Kidney Bean Curry
Total Time: 18 mins
Preparation Time: 3 mins
Cook Time: 15 mins
Ingredients
- Servings: 2
- 2 tablespoons olive oil
- 1 medium onion
- 2 minced garlic cloves
- 1 green chili
- 1/4 teaspoon turmeric
- 1/4 teaspoon ground cumin
- 1/2 teaspoon ground coriander
- 1/4 teaspoon salt
- 1/4 teaspoon garam masala
- 1 teaspoon fresh ginger
- 1 teaspoon tomato puree
- 1 (14 ounce) can kidney beans
- 1 teaspoon butter
Recipe
- 1 heat oil in saucepan and add chopped onion and garlic.
- 2 fry for 5-6 mins then add chilli.
- 3 stir in the turmeric, cumin and coriander followed by salt and garam masala and cook for a minute.
- 4 add grated ginger and fry for a minute then stir in the tomato puree.

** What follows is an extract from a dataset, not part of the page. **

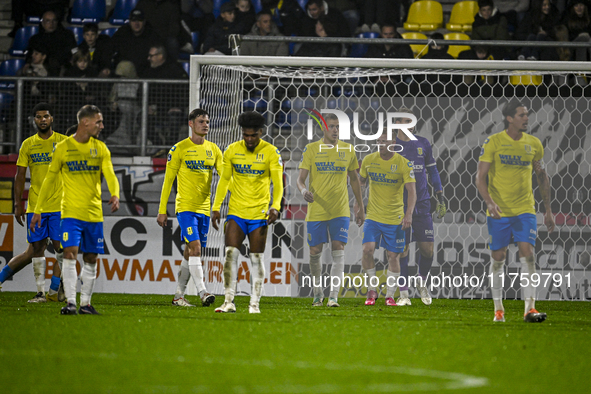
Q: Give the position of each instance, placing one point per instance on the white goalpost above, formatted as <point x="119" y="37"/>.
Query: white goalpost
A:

- 5 add the drained and washed beans and mix well continuing to fry for another minute.
- 6 pour in 200 ml water, cover and simmer over very low heat for 3 mins until thickens or oil floats to the surface - pour this off if you wish.
- 7 stir in the butter if you are using it.